During an interview with psychiatry and neuroscience expert Dr. Jonathan Edwards, Tate shared her own experience with psychedelics and how the treatment helped her become more one with herself.
“My friends were doing this more and and people were having great stories of how they came out on the other side of this better and I thought okay well I’m not going to a rave and eat mushrooms this is not, my intention is actually to like sit in my backyard and try to become more one with myself,” Tate said. “Yeah, and that’s exactly what I got out of it.
“It was hard though because it brought up some traumas right… and I had to work through those traumas while being in this different state of mind. And so I cried heavy and I cried deep and then I said okay now it’s time to let go of this you know. So I’m going to change I was inside at first and then I went outside to my pool and I just noticed everything about the outside and in a way that I felt like I had never been connected to nature before.“
Will Miesha Tate Return to the UFC in 2025?
After more than five years away from the sport, ‘Cupcake’ returned to the Octagon in 2021 and secured a third-round stoppage against Marion Reneau. Feeling a new wave of momentum, Miesha Tate climbed back into the cage four months later against Ketlen Vieira.
This time around, Tate would suffer a decisive unanimous decision loss. The defeat prompted Tate to prepare herself for a drop from bantamweight to flyweight.
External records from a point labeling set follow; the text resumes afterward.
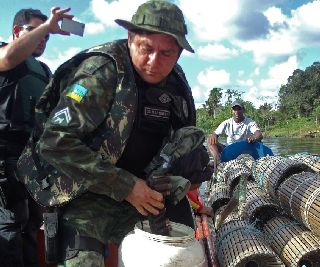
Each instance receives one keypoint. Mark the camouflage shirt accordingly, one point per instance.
(91, 94)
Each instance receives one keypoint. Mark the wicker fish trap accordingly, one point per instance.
(246, 159)
(240, 244)
(232, 216)
(219, 195)
(313, 161)
(299, 196)
(275, 170)
(295, 244)
(232, 174)
(259, 207)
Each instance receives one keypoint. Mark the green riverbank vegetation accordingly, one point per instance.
(297, 113)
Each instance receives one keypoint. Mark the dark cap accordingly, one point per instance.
(159, 16)
(23, 16)
(237, 103)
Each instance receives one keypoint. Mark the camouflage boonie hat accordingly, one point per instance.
(159, 16)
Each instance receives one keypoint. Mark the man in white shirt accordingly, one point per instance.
(238, 128)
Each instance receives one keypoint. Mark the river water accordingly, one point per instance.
(291, 146)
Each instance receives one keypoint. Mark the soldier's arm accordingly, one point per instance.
(21, 48)
(80, 114)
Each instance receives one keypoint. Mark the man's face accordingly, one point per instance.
(153, 55)
(237, 113)
(25, 29)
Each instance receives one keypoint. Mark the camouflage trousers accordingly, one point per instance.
(99, 217)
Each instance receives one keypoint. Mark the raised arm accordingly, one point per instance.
(24, 45)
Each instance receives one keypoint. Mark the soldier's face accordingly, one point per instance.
(153, 55)
(25, 29)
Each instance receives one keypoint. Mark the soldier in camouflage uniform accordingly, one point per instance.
(22, 80)
(137, 95)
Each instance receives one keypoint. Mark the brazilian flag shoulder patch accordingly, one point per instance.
(77, 92)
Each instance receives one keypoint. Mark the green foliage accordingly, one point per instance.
(298, 108)
(298, 98)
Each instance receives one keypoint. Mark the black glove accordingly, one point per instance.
(194, 166)
(161, 184)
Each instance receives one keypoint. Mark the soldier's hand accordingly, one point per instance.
(212, 139)
(160, 184)
(57, 15)
(144, 199)
(251, 139)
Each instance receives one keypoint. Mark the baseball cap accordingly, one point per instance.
(237, 103)
(159, 16)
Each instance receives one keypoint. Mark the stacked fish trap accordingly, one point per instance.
(259, 207)
(240, 244)
(233, 172)
(270, 172)
(299, 196)
(247, 160)
(219, 195)
(295, 244)
(313, 161)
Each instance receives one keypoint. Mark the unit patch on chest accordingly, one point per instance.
(156, 113)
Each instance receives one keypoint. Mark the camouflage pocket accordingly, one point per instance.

Tate successfully made the 126 limit for a non-title flyweight fight but delivered another lackluster performance against Lauren Murphy at UFC on ABC 3.
“First of all, I think all my hormone levels were off — well, I know that they were [off],” Tate said in an interview with MMA Today. “As a female, you get irregular cycles and things like that when you cut your weight or you lose your cycle. For me, I lost it for a while.
“Then it was like hormonally it’s one of those things that you are like “OK, I messed up…’ The feeling of tiredness, exhaustion and hunger. Even when I could eat, and I was full, my body was like you’re still hungry. My relationship with food changed from depriving myself for so long,” he added.
Tate promptly returned to bantamweight where he climbed back into the win column against Julia Avila in December 2023. The third-round submission victory scored her a $50,000 performance bonus and landed her in the bantamweight top 15.
Cupcake’ has not yet revealed when or if she’ll return to the Octagon in 2025.